Irish anti-apartheid strike (1984–87)

Workers at a Dunnes Stores shop in Ireland staged a three-year strike against apartheid in South Africa between 1984 and 1987, which eventually led to the Irish Government banning the importation of South African goods into Ireland. Mary Manning, as instructed by her trade union, was the first to refuse to handle the fruit.

== Strike ==
On 19 July 1984, Mary Manning, a 21-year-old shop worker in the Henry Street, Dublin outlet of Dunnes Stores, refused to handle the sale of grapefruit from South Africa. Her union, the Irish Distributive and Administrative Trade Union (IDATU), had issued directions to its members not to handle South African produce in protest against the country's apartheid policies. When Manning and shop steward Karen Gearon continued to refuse to handle the produce, they were suspended and went on strike alongside other union members from a different store: Liz Deasy, Michelle Gavin, Vonnie Munroe, Alma Russell, Tommy Davis, Sandra Griffin, Theresa Mooney, Cathryn O'Reilly, and Brendan Barron.

While the strike lasted, the strikers got only £21 a week strike pay. At first, they received support from few individuals and groups, such as South African labour leader Nimrod Sejake, but they were encouraged when the South African archbishop Desmond Tutu met with the strikers on his way to receive the Nobel Peace Prize in Oslo and invited them to visit South Africa. Eight of the strikers travelled there in 1985 but were not permitted to enter the country. Their deportation received extensive news coverage in Ireland.

The strike lasted until April 1987 when the Irish Government banned the importation of South African goods. The ban came about as a result of public pressure in support of the strikers and was the first complete ban of South African imports by a Western government.

==Recognition and legacy ==
Irish Nobel Peace Prize winner Sean MacBride attended at least one of the strikes in May 1985.

The workers eventually met future president of South Africa and Nobel Peace Prize winner Nelson Mandela when he received the Freedom of the City of Dublin in 1990. Mandela said that the strikers demonstrated to South Africans that "ordinary people far away from the crucible of apartheid cared for our freedom" and helped him keep going when he was in prison.
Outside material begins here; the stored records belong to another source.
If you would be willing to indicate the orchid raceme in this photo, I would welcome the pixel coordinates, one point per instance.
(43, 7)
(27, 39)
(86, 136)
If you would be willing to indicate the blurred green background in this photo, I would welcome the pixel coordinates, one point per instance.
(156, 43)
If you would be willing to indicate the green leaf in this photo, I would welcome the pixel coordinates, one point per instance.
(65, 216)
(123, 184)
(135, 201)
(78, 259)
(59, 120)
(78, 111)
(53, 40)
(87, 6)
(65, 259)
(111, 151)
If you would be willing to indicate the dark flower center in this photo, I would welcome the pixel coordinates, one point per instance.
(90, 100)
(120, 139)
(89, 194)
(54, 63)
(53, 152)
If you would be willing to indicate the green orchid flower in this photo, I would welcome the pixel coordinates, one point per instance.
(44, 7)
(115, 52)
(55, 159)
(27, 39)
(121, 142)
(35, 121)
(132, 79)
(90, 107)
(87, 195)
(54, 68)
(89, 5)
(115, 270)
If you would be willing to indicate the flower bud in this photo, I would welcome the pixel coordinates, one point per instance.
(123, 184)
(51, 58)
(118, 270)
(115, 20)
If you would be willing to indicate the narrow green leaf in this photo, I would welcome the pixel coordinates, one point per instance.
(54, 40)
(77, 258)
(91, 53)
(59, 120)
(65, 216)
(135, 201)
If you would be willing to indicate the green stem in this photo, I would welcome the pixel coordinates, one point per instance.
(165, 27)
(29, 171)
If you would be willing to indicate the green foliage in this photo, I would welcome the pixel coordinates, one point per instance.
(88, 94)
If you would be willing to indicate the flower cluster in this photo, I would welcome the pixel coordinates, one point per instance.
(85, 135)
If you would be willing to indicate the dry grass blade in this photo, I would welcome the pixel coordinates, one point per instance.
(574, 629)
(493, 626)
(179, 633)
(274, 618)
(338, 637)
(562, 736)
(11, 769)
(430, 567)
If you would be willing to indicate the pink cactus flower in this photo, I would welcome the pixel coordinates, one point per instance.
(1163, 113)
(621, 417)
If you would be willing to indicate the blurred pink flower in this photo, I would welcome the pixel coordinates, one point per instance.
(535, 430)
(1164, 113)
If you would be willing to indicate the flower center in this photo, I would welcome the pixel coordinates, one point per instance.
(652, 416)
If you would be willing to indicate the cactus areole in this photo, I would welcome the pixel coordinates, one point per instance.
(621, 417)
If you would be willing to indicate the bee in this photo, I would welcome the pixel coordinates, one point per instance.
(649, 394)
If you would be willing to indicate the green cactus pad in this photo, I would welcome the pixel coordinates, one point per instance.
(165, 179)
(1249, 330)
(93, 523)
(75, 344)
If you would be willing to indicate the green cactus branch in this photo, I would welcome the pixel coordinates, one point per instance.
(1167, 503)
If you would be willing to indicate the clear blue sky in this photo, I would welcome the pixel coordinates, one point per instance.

A plaque commemorating the action, presented by South African President Thabo Mbeki, was unveiled on Henry Street in Dublin in June 2008, and a street has been named after Mary Manning in Johannesburg. Some of the strikers attended the funeral of Nelson Mandela in 2013.

Ewan MacColl wrote a song about the strike, titled "Ten young women and one young man", for a concert in Dublin. Christy Moore sings the song "Dunnes Stores", written by Sandra Kerr, about the strike. The UK pop group Latin Quarter dedicated their 1989 album Swimming Against the Stream to the 11 workers.

In 2014, a documentary about the strike, Blood Fruit, was released.

A play called Strike! by Tracy Ryan ran at the Southwark Playhouse in the spring of 2023.